# STA 243 - 
 - Collin Kennedy




 ## Implementation of Randomized Matrix Multiplication Algorithm

In [7]:
import numpy as np
import pandas as pd

#read in matrix A and matrix B
with open("STA243_homework_1_matrix_A.csv") as file_name:
    A= np.loadtxt(file_name, delimiter=",")

with open("STA243_homework_1_matrix_B.csv") as file_name:
    B = np.loadtxt(file_name, delimiter = ",")

In [16]:
A.shape
B.shape

(640, 640)

In [8]:

def random_matrix_mult(matrixA,matrixB,r, uniform_sampling = True):
    #make sure dimensions are appropriate for multiplication in the first place
    if matrixA.shape[1] != matrixB.shape[0]:
        raise ValueError('improper dimensions for matrix multiplication') #throw error if dimensions are incompatible
    n = matrixA.shape[1]

    #pick the i_ls (there should be 'r' of them) from the range of 1 to n
    list_i_ls = np.random.randint(1,n+1, size = r) #we do n+1 because upper bound parameter is non-inclusive

    M = np.zeros((matrixA.shape[0],matrixB.shape[1])) #initialize empty matrix

    #this will be used in calculating the optimal probabilities when we are not doing uniform sampling
    sum_of_magnitudes = 0
    for k in range(1,n+1):
        sum_of_magnitudes = sum_of_magnitudes + np.linalg.norm(matrixA[:,k-1])*np.linalg.norm(matrixB[k-1,:])

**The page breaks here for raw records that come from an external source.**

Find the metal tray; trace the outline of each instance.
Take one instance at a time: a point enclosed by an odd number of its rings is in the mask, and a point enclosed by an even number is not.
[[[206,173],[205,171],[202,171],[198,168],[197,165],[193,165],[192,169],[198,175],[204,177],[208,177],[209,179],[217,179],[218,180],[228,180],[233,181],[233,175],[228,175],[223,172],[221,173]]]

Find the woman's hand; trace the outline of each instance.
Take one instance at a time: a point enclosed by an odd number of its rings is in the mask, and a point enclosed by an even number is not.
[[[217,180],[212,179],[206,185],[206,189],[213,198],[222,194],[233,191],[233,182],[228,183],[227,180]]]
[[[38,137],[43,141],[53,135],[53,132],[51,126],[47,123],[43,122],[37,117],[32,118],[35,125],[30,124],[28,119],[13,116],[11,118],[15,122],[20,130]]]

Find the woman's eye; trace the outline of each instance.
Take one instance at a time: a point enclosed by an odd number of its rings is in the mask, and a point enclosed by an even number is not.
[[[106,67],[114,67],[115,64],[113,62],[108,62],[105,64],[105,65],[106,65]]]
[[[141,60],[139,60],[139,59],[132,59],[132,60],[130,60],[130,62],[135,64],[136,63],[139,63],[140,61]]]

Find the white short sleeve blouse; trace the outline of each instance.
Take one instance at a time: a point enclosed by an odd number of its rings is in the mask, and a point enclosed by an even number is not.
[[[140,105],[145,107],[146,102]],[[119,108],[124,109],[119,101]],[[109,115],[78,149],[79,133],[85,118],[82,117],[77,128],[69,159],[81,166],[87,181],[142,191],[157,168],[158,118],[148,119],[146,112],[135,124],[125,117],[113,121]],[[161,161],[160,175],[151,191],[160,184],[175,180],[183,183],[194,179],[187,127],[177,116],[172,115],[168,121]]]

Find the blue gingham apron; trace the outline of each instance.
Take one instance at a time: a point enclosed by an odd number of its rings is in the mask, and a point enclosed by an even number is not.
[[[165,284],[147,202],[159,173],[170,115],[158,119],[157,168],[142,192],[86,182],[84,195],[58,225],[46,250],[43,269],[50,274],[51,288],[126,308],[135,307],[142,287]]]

    if uniform_sampling == True: #just use 1/n
        p_k = 1/n

    #loop through list of i's, create the matrix X_l, and add X_l to the matrix M
        for i in list_i_ls: #this should loop 'r' number of times

            for k in range(1,n+1):

                if i == k: #this is like the indicator function == 1:
                    X_l = (1/(r*p_k))*np.outer(matrixA[:,k-1], matrixB[k-1,:]) #k-1 due to indexing (ie, first row k=1 is really 0th row)
                    
                    #append X_l to M (adding into M)
                    M = M + X_l

                else:
                    continue
    else: #non-uniform random sampling. optimize probability selection to minimize error   

        for i in list_i_ls: #this should loop 'r' number of times

            for k in range(1,n+1):

                #create kth probability
                p_k = (np.linalg.norm(matrixA[:,k-1])*np.linalg.norm(matrixB[k-1,:]))/sum_of_magnitudes

                if i == k: #this is like the indicator function == 1:
                    X_l = (1/(r*p_k))*np.outer(matrixA[:,k-1], matrixB[k-1,:])
                    
                    #append X_l to M (adding into M)
                    M = M + X_l

                else:
                    continue      




    return(M)
    #else: #gotta calculate p_k




In [12]:

def approx_error(estimator_matrix, true_matrix,A,B):

    approximation_error = (np.linalg.norm(estimator_matrix - true_matrix, ord = 'fro'))/(np.linalg.norm(A, ord = 'fro')*np.linalg.norm(B, ord = 'fro'))
    return(approximation_error)

In [13]:
#calculate error for different values of r
list_of_rs = [20,50,100,200,500]

AB = np.matmul(A,B)
approx_error_dict = dict()
for r in list_of_rs:
    #calculate M using the correct value of r
    M = random_matrix_mult(A,B,r=r, uniform_sampling = False)
    approximation_error = approx_error(M,AB,A,B)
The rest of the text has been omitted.